Think you know Greek?  Here is and interesting quote by the dean of scholars F. F. Bruce on language and lexicons.

As for lexicons, those by Brown-Driver-Briggs, Buhl and Baumgartner serve me well in the Hebrew field, supplemented by M. Jastrow’s Dictionary for post-biblical Hebrew. Liddell and Scott’s Greek-English Lexicon deals primarily with classical Greek, but no student of the New Testament can afford to ignore classical usage.

I have met students who claimed to ‘know Greek’ on the basis of their acquaintance with the Greek New Testament; even if that latter acquaintance were exhaustive, it would no more amount to a knowledge of Greek than acquaintance with the English New Testament would amount to a knowledge of English.

There is a story told of A. S. Peake writing a Greek word on the blackboard of his Manchester classroom, and one of his students saying, ‘You needn’t write it down, Doctor; we know Greek.’ To which he replied, ‘I wish I did.’ To know a language, even an ancient language, involves having such a feeling for its usage that one can tell, almost as by instinct, whether a construction is permissible or not, or whether a translation is possible or not. Translation is not simply a matter of looking up a word in a dictionary and selecting the equivalent which one would like to find in a particular passage.

It is this manifest mastery of Greek usage which makes William Kelly’s New Testament commentaries, especially those on Paul’s epistles, so valuable. ‘And you know what is restraining him now,’ says the RSV of 2 Thessalonians 2: 6, following some earlier interpreters. This construing of ‘now’ with ‘what is restraining’ Kelly describes as a solecism, pointing out that the ‘now’ is ‘simply resumptive’. Kelly is right. But how did he discover that the construction of the adverb with ‘what is restraining’ is a solecism? No grammar-book or dictionary would tell him that; it was his wide and accurate acquaintance with Greek usage that made it plain to him, an acquaintance which is the fruit of long and patient study.

F. F. Bruce. In Retrospect: Remembrance of Things Past/Posthumous Edition (London: Pickering & Inglis, 1980), p. 293.
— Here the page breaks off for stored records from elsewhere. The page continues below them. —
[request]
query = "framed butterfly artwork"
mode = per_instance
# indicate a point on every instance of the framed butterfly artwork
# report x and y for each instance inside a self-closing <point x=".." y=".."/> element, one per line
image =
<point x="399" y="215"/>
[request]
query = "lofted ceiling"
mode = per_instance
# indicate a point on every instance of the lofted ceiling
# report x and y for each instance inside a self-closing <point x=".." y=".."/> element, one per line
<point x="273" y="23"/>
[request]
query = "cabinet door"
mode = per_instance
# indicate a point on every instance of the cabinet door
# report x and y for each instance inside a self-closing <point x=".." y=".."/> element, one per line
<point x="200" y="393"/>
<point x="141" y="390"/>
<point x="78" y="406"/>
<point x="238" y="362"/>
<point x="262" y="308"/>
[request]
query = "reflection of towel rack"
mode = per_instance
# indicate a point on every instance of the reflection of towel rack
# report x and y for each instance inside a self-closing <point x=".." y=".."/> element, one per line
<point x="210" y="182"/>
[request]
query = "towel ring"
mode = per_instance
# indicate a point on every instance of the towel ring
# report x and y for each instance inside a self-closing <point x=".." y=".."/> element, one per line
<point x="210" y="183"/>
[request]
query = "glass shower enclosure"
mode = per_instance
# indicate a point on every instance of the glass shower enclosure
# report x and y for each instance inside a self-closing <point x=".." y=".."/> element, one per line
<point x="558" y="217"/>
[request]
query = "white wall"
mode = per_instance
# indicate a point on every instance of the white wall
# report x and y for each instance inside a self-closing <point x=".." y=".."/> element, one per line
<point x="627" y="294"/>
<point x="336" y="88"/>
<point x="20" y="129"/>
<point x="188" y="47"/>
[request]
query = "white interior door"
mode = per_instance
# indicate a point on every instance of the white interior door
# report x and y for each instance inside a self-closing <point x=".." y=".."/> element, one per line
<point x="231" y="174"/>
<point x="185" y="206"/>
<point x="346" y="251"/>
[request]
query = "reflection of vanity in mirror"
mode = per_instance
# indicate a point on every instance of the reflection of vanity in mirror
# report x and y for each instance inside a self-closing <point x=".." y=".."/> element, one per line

4 responses to “Think you know Greek?

  1. I was in a workshop a couple months ago when Tessa Rajak did something that amazed me. Another professor was discussing possible Greek words translated into Hebrew in some rabbinic texts and wrote two Greek words on a whiteboard that may have been the source for a bizarre Hebrew word he found (he got the two words from another publication). Rajak immediately pointed to one of the words and said “But that’s not a word in Greek.” It looked like a perfectly fine word to me, but she insisted that no such word existed in the Greek language. I and another guy looked on the TLG and couldn’t find it. It wasn’t a word in Greek. She knows the language so well that she knew this innocuous looking word simply was not a part of the ancient Greek lexicon.